As mortgage experts, we want to empower you with the truth about 5% down conventional loans Read on to learn why putting only 5% down could be your ticket to achieving the American dream of homeownership
Why the 20% Down Payment Myth Persists
The notion that 20% is the minimum for a home down payment has circulated for ages. This myth persists because lenders used to require such substantial down payments.
Decades ago, risky lending practices like low down payments contributed to the housing crisis In response, lending standards tightened up, leading many to believe 20% down is still the norm
Additionally, financial gurus often recommend a 20% down payment to build home equity faster and avoid private mortgage insurance (PMI). While this advice isn’t unfounded, it leaves many feeling discouraged about their prospects of homeownership.
The reality is, you can get approved for a conventional mortgage with as little as 3% to 5% down if you have good credit and a stable income. While PMI is required, for many buyers it’s a small price to pay for the dream of homeownership.

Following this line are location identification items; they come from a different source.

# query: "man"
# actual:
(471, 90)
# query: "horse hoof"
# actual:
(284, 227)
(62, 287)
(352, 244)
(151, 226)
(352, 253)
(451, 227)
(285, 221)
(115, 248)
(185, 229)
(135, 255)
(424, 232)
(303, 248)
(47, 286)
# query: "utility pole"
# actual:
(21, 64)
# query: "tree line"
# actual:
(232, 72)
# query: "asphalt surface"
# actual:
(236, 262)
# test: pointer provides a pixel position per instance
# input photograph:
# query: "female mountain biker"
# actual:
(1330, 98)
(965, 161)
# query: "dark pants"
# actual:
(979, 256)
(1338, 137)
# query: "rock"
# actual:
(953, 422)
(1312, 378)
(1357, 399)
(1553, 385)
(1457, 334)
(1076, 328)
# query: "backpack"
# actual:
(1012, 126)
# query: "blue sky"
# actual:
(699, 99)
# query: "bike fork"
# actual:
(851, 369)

Conventional Loans With 5% Down Offer Accessible Homeownership
The biggest perk of a conventional loan with 5% down is accessibility. This option allows aspiring homeowners to purchase sooner rather than wasting money on rent waiting to save 20% down.
You may think such low down payment options are only for special cases like first-time buyers. But 5% down conventional loans are available to anyone regardless of homebuying history.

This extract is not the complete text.